Sunday, June 15, 2014

Recursive Collections in Python

If you are settled, then lets begin...

A recursive data structure is a collection of data where when you try and show the items of the collection, you end up in an infinite loop and could go on showing items without end.
It is best shown with Python lists, (although other mutable types that can hold mutable types work too).

A simple recursive list

In [55]:
x = [0, 1, 2]
x
Out[55]:
[0, 1, 2]
X is at present a straightforward list.
A python list object is a container of, (internal references to), other objects. lists are mutable, which means that the same list object may have its contents altered but still remain the same list object, just with updated contents. (Analogous to a chest of drawers being able to have socks in the top drawer one week but be rearranged to have ties in the top drawer later on, but still be refered to as the same chest of drawers).
What if the list x object contained itself? Contained just means that one of the referenced objects of x is x itself.
We can do that:
In [56]:
x[2] = x
Lets give python a chance to give the value of x. It should be straightforward to display the x[0], and x[1] items but what happens when it reaches x[2]? We have said that it is x and we can display x[0], and x[1], but what happens whith this x[2]...
In [57]:
x
Out[57]:
[0, 1, [...]]
Yay!
Python is smart enough to find the point of recursion and give an indication of the point of recursion by the symbol [...].
Hmm, I wonder what pprint has to offer when displaying x?
In [58]:
from pprint import pprint as pp

pp(x)
[0, 1, (Recursion on list with id=86231560)]

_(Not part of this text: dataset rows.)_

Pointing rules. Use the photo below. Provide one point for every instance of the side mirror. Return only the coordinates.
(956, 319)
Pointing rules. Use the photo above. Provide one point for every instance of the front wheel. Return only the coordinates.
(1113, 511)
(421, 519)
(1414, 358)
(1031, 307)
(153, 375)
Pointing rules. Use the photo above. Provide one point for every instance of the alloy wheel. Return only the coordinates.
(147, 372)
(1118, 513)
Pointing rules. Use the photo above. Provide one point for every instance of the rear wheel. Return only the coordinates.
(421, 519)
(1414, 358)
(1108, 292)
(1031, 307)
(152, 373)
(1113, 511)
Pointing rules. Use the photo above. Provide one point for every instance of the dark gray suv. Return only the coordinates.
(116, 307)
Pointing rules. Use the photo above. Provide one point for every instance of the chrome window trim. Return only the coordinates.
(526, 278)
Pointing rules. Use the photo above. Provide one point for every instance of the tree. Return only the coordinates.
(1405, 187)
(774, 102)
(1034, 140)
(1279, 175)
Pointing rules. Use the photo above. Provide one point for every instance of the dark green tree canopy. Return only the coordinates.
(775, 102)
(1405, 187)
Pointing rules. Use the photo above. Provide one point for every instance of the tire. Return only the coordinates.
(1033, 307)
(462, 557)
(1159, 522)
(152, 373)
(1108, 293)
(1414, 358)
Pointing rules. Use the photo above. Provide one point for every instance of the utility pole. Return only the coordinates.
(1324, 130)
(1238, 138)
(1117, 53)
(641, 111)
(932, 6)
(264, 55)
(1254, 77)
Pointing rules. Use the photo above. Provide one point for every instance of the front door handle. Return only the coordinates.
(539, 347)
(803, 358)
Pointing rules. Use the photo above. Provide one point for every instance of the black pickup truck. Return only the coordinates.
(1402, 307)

pprint goes further and tries to show what is being recursed into by telling you the object id.
The id of an object is a unique integer representing every object of Python. If two Python names refer to values with the same id, then they are in fact referring to the same object:
In [59]:
s = t = object()
s == t, s is t, id(s) == id(t)
Out[59]:
(True, True, True)
So if x refers to x then the id of x should equal the id of x[2]
In [60]:
id(x), id(x[2]), id(x) == id(x[2])
Out[60]:
(86231560L, 86231560L, True)

Mutual recursion

We can also have more complex recursions. In this case we will have x refer to y which refers to x...
In [61]:
x = [0, 1, 2]
y = [3, 4, 5]

x[2], y[2] = y, x

print('x = %r; y= %r' % (x, y))
x = [0, 1, [3, 4, [...]]]; y= [3, 4, [0, 1, [...]]]

This time the recursions are found where x is in y for x and where y is in x for y.
Showing the id's will help clarify things
In [62]:
print('id(x) == %i; id(y) == %i' % (id(x), id(y)))
id(x) == 86190216; id(y) == 86215816

In [63]:
pp(x)
[0, 1, [3, 4, (Recursion on list with id=86190216)]]

In [64]:
pp(y)
[3, 4, [0, 1, (Recursion on list with id=86215816)]]

Wacky indexing

In [65]:
x[2][2][2][2][0]
Out[65]:
0
In [66]:
x[2][2][2][2][2][2][2][2] == x
Out[66]:
True

Is this list recursive?

One way of finding if a lst is recursive would be to look for the '[...] sequence in the repr of a list, but it would be fragile; easily broken by a list with a string item containing '[...]'.
Lets write a better function to show if a list is recursive.
In [68]:
x1 = [0, 1, 2]
z1 = [0, 1, [2, x1], 3, [4, 5, x1]] # Not recursive
z1
Out[68]:
[0, 1, [2, [0, 1, 2]], 3, [4, 5, [0, 1, 2]]]
In [69]:
x2 = [0, 1, 2]
z2 = [0, 1, [2, x2], 3, [4, 5, x2]]
x2.append(z2) # Now make x2, and z2 mutually recursive
x2
Out[69]:
[0, 1, 2, [0, 1, [2, [...]], 3, [4, 5, [...]]]]
In [70]:
z2
Out[70]:
[0, 1, [2, [0, 1, 2, [...]]], 3, [4, 5, [0, 1, 2, [...]]]]

The isRecursive test function

In [71]:
def isRecursive(lst, seen=None):
    if seen is None:
        seen = {id(lst)}
    for item in lst: # for only works for iterables; otherwise raise TypeError
        iditem = id(item)
        if iditem in seen:
            return iditem
        else:
            seen.add(iditem)
            try:
                foundrecursion = isRecursive(item, seen)
            except TypeError:
                continue
            else:
                if foundrecursion:
                    return foundrecursion
            finally:
                seen.discard(iditem)
    return False
In [72]:
isRecursive(x1)
Out[72]:
False
In [73]:
isRecursive(z1)
Out[73]:
False
In [74]:
isRecursive(x2)
Out[74]:
87163336L
In [75]:
isRecursive(z2)
Out[75]:
85609608L
In [76]:
id(x2), id(z2)
Out[76]:
(87163336L, 85609608L)

End.